The headline the AP and others got wrong: the Anne Susan DiPrizio disorderly conduct case

0
394

If you had just skimmed the news Monday afternoon you’d think Anne Susan DiPrizio was arrested for, and pleaded guilty to, attempting to perform a same-sex marriage.

Here’s a roundup of headlines:

The Associated Press: Alabama minister arrested over gay wedding pleads guilty

Montgomery Advertiser: Prattville minister pleads guilty in same sex marriage case

GulfLive.Com: Anne Susan DiPrizio, Alabama minister, arrested over gay wedding pleads guilty

I’m not sure how it would be a crime to perform same-sex weddings but the headlines make for compelling click-bait.

The fact is that DiPrizio didn’t get arrested for attempting to marry a same-sex couple couple. She was arrested on a disorderly conduct charge after refusing repeated requests to leave the Autauga County Probate Office by its staff and later by law enforcement.

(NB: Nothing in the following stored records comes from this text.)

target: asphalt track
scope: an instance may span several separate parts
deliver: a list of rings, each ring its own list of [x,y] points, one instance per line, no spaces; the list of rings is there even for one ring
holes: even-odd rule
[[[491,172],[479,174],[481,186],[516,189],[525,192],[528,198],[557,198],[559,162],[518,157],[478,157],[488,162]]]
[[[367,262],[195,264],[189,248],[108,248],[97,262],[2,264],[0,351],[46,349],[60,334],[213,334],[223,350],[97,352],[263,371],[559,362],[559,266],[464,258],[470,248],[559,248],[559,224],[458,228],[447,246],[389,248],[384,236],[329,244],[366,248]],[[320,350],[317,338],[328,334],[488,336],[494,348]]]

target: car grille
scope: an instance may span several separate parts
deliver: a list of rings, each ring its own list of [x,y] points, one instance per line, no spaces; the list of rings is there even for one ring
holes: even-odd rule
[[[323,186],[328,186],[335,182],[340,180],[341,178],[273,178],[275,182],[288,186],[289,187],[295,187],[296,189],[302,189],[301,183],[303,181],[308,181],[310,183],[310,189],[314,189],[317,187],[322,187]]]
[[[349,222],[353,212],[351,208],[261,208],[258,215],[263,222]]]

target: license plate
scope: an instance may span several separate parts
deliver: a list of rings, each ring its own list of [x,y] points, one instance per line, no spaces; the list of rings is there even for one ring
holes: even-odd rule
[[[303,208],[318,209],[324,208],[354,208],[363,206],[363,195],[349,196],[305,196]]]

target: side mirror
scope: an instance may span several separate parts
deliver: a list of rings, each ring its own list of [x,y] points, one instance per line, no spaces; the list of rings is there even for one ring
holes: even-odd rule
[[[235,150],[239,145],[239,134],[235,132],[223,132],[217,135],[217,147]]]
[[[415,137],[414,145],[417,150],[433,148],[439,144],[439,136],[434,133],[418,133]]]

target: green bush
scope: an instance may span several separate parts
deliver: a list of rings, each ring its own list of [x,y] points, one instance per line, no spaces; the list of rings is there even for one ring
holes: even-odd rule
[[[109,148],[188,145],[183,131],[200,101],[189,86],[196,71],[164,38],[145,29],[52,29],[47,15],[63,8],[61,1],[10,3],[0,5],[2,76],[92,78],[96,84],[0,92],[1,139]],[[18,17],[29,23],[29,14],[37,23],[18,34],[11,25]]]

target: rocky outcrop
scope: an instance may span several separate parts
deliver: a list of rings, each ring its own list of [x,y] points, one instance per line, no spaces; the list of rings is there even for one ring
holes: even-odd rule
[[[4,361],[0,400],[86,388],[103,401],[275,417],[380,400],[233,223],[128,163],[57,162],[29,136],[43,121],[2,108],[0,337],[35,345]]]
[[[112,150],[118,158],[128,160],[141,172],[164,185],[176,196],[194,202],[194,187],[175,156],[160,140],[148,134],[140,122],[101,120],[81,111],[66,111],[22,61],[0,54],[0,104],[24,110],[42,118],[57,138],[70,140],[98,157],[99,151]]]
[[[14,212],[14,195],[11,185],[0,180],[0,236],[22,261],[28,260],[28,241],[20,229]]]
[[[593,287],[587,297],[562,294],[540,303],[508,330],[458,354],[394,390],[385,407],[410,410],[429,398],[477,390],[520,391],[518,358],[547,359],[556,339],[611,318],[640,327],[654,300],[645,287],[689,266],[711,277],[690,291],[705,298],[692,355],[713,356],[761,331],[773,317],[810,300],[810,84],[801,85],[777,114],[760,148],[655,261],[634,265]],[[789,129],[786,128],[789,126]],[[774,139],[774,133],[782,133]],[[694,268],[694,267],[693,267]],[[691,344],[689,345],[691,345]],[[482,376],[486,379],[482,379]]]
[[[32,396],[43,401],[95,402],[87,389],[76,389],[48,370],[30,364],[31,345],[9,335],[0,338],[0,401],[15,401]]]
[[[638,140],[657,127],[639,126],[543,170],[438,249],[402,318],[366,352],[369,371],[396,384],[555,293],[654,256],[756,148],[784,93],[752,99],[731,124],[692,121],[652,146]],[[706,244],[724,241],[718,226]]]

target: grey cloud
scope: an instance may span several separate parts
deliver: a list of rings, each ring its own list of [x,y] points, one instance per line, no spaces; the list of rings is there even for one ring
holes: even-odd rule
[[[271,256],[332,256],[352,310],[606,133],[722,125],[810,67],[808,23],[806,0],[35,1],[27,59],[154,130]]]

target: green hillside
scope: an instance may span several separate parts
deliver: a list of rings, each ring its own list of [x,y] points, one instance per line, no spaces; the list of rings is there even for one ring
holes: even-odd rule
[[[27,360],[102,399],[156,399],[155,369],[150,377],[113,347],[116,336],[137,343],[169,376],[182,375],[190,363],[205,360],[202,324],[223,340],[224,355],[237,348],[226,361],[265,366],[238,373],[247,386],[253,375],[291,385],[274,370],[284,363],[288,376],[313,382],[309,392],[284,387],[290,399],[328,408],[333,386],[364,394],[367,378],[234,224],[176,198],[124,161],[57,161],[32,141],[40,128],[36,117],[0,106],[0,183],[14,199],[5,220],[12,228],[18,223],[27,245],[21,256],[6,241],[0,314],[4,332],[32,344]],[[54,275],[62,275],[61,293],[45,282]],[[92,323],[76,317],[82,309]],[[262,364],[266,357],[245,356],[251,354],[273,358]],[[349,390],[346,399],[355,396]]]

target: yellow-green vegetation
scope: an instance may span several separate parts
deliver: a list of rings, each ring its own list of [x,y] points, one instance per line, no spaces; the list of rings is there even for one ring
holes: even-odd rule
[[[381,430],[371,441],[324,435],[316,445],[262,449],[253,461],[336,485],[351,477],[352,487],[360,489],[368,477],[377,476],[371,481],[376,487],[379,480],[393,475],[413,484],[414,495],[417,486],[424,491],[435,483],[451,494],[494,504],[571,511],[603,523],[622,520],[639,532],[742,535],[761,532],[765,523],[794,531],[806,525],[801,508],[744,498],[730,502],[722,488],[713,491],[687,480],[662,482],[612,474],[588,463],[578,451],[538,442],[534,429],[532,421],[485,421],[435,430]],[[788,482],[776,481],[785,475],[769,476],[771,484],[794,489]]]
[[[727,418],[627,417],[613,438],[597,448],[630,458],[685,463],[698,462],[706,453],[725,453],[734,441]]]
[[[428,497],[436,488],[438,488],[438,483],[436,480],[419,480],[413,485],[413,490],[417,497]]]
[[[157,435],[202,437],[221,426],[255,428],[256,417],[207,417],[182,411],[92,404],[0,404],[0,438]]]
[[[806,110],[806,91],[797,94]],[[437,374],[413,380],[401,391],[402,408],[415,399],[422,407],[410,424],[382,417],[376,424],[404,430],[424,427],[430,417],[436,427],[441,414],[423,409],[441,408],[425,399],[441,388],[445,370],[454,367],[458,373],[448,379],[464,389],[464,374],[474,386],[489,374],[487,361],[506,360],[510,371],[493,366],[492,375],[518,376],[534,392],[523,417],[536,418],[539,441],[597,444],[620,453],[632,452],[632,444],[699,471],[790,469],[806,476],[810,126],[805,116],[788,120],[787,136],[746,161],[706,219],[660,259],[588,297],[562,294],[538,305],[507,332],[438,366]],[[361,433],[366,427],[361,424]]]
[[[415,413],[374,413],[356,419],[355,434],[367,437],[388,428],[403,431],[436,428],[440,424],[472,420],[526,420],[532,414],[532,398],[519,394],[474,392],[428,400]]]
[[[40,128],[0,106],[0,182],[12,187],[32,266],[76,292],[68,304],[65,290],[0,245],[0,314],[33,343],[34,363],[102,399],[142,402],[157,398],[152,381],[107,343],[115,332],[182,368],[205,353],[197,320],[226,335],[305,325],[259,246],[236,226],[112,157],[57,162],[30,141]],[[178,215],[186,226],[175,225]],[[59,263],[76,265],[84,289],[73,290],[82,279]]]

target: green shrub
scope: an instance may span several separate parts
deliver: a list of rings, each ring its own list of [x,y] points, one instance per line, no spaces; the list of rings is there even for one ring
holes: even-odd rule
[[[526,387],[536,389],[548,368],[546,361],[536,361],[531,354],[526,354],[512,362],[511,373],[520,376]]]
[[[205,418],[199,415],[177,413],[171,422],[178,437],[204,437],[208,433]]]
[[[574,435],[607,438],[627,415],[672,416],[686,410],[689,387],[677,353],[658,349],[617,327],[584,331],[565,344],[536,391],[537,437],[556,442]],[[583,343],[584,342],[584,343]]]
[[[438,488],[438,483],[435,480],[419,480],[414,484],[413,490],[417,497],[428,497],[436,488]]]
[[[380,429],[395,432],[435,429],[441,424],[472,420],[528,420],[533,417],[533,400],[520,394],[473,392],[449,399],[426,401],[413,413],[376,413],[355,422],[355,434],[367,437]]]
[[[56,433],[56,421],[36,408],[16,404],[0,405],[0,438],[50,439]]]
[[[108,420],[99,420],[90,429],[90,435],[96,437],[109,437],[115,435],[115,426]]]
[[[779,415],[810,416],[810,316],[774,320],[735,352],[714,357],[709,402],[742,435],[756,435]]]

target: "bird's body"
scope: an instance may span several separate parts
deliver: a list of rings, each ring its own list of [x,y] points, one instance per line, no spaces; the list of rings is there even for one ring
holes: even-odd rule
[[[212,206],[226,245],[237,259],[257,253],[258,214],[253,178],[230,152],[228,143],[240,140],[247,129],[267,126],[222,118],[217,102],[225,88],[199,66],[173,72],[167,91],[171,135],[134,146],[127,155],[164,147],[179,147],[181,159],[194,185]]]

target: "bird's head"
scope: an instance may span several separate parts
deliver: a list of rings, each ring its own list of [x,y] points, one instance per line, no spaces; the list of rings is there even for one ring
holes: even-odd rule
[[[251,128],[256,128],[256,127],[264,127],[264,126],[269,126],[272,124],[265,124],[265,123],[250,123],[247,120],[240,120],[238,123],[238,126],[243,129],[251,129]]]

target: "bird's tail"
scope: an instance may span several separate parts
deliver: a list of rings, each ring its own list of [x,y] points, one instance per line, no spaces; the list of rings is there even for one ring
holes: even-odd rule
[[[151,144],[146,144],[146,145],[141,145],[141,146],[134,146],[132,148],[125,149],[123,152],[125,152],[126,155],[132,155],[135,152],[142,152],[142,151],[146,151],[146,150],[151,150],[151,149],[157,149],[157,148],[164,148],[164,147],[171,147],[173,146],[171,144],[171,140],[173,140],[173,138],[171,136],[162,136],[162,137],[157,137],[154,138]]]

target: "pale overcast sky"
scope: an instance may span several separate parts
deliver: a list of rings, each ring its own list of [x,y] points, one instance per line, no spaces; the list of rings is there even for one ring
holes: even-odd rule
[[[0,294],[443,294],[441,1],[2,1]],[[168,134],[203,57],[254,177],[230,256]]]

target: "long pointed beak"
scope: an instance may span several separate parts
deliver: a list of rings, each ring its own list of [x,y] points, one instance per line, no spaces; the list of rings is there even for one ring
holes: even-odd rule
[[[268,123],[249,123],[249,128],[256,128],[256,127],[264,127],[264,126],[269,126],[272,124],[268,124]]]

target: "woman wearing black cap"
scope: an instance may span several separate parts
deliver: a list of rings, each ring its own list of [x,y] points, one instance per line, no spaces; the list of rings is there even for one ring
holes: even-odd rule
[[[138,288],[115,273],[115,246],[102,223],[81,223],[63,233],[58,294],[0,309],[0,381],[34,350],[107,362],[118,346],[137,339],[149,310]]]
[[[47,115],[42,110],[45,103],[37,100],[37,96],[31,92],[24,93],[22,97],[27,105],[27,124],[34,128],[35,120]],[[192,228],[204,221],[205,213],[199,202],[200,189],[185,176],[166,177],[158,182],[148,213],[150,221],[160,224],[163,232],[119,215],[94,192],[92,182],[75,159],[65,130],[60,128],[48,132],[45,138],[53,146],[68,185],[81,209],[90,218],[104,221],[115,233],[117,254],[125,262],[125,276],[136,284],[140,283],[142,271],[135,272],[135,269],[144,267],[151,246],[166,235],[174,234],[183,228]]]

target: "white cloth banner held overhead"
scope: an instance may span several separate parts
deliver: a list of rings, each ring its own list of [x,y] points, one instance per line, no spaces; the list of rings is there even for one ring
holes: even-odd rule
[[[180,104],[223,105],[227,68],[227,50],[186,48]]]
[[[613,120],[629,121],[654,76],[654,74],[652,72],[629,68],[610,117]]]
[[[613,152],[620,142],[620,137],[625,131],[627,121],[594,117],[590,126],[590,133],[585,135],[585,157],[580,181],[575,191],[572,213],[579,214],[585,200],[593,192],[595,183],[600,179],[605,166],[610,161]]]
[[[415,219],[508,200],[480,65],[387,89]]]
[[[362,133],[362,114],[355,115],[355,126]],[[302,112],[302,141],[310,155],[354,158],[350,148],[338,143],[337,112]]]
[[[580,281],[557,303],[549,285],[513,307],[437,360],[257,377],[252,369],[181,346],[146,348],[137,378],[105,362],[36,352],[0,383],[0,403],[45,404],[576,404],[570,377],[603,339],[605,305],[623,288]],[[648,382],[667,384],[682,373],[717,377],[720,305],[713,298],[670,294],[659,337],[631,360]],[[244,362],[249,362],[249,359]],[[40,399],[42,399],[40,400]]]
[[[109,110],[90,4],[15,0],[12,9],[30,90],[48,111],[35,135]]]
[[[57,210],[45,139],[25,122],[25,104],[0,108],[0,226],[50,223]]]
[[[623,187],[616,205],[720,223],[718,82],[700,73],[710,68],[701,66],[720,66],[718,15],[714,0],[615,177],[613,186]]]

MSNBC reported that following a confrontation in the office after being told that marriages were not permitted there, six deputies arrived at the office and the couple, who DiPrizio had met that day, promptly left, leaving her there.

The Montgomery Advertiser reported Capt. Tom Allen with the Autauga County Sheriff’s office “told her she was either going to leave the office or be arrested, she got up from the chair she was sitting in and kneeled in the floor.” Her intent was clear. Had she truly been interested in performing a same-sex marriage she could have just left with the couple she met there that day and gone to a different location to marry them.

I can see how that doesn’t make as compelling a story, so the same-sex marriage headline was conceived.

According to Monday’s Montgomery Advertiser report (yes, one of the ones with a misleading headline), after pleading guilty to disorderly conduct for not leaving the scene, DiPrizio was sentenced to 30 days in the Autauga Metro Jail, suspended in place of six months unsupervised probation. She was also ordered to pay a $250 fine and other associated court costs.

This story is simply about a misdemeanor disorderly conduct case, a woman who didn’t listen to law enforcement. It’s that simple: Exaggerated headlines change the facts.

As for the couple she met and wanted to marry on the day of her arrest, Courtney Cannon and Morgan Plunkett, according to a profile by Fusion.net, they were married the next day in Montgomery.